Well, that would be my solution.  Punishment, with the benefit of future deterrence. 

Nothing makes me quite as crazy (not even stupid Republicans like Rush "I want Obama to fail" Limbaugh) as these morally and ethically bankrupt CEOs like Merrill Lynch's John Thain, who continued to enrich themselves and their banking buddies off of taxpayers' bailout money after their own incompetence and greed had sent their institutions into deadly tailspins.

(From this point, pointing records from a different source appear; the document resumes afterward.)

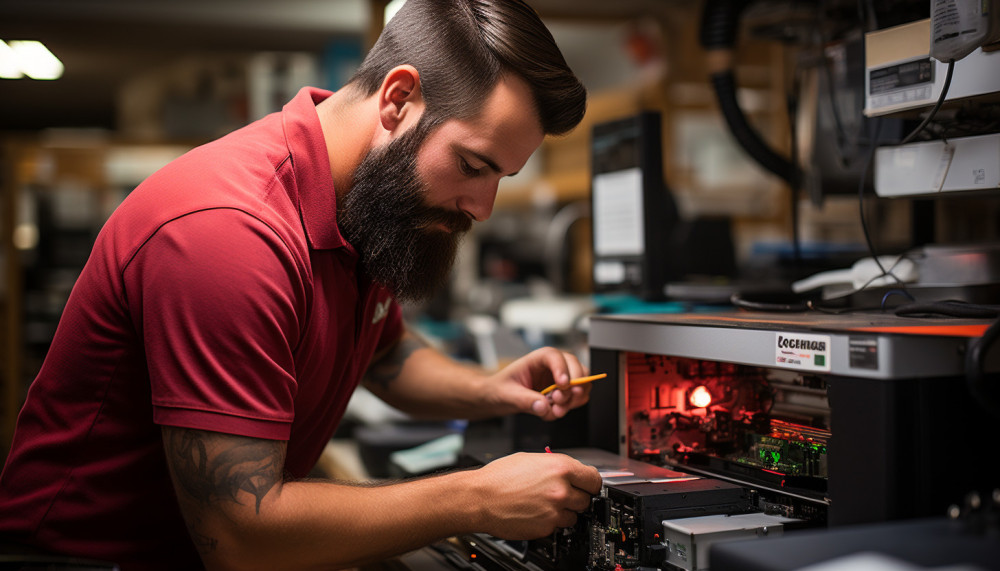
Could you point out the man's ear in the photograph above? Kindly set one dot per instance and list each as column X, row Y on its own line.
column 399, row 99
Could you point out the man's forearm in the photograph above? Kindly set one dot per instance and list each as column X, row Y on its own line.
column 242, row 516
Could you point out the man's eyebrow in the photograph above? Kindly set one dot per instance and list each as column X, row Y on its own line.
column 486, row 160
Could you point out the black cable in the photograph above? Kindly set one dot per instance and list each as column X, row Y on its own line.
column 934, row 110
column 795, row 187
column 877, row 122
column 948, row 308
column 984, row 388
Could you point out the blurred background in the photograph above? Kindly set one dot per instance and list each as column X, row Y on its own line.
column 141, row 82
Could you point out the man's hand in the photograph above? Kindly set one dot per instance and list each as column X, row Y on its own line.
column 518, row 384
column 528, row 496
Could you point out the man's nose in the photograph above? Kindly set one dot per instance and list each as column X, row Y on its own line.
column 479, row 203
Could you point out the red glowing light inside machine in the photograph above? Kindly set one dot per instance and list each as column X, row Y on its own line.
column 700, row 397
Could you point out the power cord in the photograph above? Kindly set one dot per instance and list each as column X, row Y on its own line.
column 984, row 388
column 930, row 116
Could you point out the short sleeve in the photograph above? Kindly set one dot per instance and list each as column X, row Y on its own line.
column 216, row 296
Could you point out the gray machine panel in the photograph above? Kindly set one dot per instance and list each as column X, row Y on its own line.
column 860, row 345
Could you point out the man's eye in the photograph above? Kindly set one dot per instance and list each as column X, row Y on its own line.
column 466, row 168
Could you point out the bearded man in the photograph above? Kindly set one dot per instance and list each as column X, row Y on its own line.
column 239, row 295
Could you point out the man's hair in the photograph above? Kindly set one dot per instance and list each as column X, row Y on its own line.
column 462, row 48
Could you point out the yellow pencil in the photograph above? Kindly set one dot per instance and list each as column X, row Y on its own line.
column 574, row 382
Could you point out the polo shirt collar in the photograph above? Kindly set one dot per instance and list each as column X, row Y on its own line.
column 311, row 163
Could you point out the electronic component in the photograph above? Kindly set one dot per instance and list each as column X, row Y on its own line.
column 687, row 540
column 760, row 426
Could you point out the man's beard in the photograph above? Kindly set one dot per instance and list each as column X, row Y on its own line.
column 385, row 217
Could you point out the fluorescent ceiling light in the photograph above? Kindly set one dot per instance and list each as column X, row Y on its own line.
column 8, row 63
column 29, row 57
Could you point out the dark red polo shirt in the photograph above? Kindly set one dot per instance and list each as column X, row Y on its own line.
column 219, row 296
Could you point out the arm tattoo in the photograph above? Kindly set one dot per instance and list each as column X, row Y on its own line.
column 212, row 468
column 387, row 369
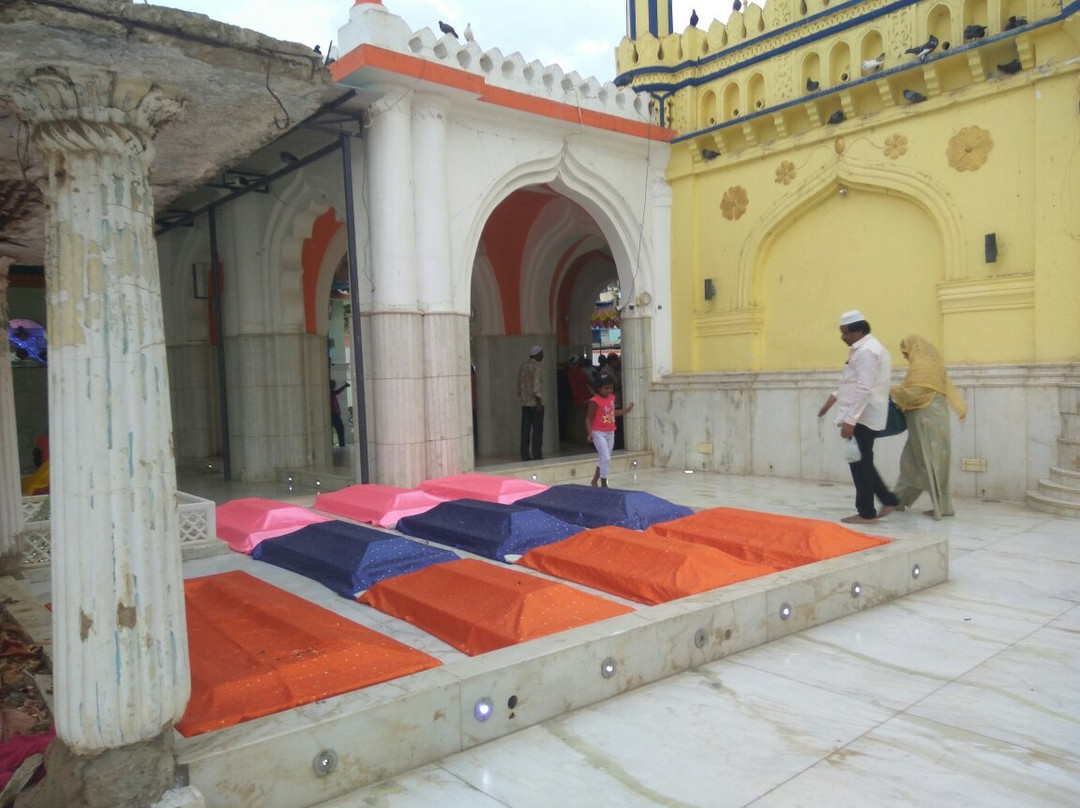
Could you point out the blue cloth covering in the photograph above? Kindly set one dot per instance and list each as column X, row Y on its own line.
column 582, row 505
column 487, row 528
column 346, row 557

Frank Rich's column in today's New York Times is, depending on how you look at it, either a salve for agitated hearts like mine, or a handful of salt, guaranteed to raise blood pressure.  Sample:

Yet the values of the bubble remain entrenched even as Obama
takes office. In the upper echelons, we can find fresh examples of
greed and irresponsibility daily even without dipping into the growing
pool of those money “managers” who spirited victims to Bernie Madoff.

Last
week’s object lesson was John Thain, the chief executive of Merrill
Lynch. He was lionized as a rare Wall Street savior as recently as
September, when he helped seal the deal that sped his teetering firm
into the safe embrace of Bank of America on the same weekend Lehman Brothers died. Since then we’ve learned that even as he was laying off Merrill employees by the thousands, he was lobbying (unsuccessfully) for a personal bonus as high as $30 million and spending $1.22 million of company cash on refurbishing his office, an instantly notorious $1,405 trashcan included.

Thain resigned on Thursday. Only then did we learn that he doled out billions
in secret, last-minute bonuses to his staff last month, just before
Bank of America took over and just before the government ponied up a
second bailout to cover Merrill’s unexpected $15 billion fourth-quarter
loss. So far American taxpayers have spent $45 billion on this mess, and that’s only our down payment.

Where do you suppose I go to volunteer for the firing squad?